Part 1 – Income
One of In the Money’s readers, Sam, recently asked for me to discuss some points and suggestions for financial aid applications.
This post is meant for those who are applying for financial aid for higher education whether you are a student or a parent of a student. It is important to know the basics of how to maximize your financial aid award. Keep in mind that you should always be honest on your financial aid applications as the penalties of getting caught is considered fraud and has very severe punishments. As a general rule, you should file your FAFSA as soon as possible since most colleges have a limited amount of institutional grant funds to award and when that is gone, students are only eligible for federal and state grants and loans.

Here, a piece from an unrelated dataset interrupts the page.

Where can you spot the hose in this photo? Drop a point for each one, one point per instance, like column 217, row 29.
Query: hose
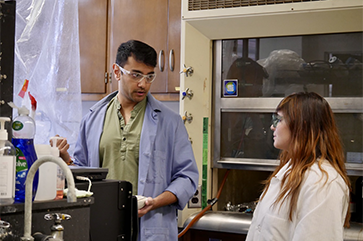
column 209, row 206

In this part, I will discuss the most basic principle to maximizing your financial aid eligibility: reducing your income in the tax year prior to the academic year that financial aid is requested. Here are some tips associated with this principle:
1. Do your taxes early – when you fill out your Free Application for Federal Student Aid (FAFSA) you need to include income numbers. Clearly, the more income you have the higher your expected family contribution will be which means less financial aid award money. To avoid overestimating your income, do your taxes early so you have the right numbers.
2. Do not pay educational expenses with money from your retirement fund – Retirement funds are sheltered from the need analysis process so try to leave them alone or if necessary, borrow against your retirement plan instead of taking a disbursement from it since you can be penalized for taking a disbursement.
3. Try to avoid capital gains in tax year prior to academic year – Capital gains such as gains from selling stocks are considered income. Try to avoid selling your stocks in the year prior to the academic year as it will raise your income.
4. Simplified Needs Test – If you fit into both of these categories, you can increase your eligibility for federal financial aid by a lot:
a. The parents’ adjusted gross income (AGI) is under $50,000
b. All family members are eligible to file an IRS 1040A or 1040EZ income tax return
If the parents’ income is close to $50,000, they should consider taking steps to lower their taxable income by either taking a capital loss through selling off bad investments, reducing their salary if they run their own business, or making a larger contribution to retirement funds.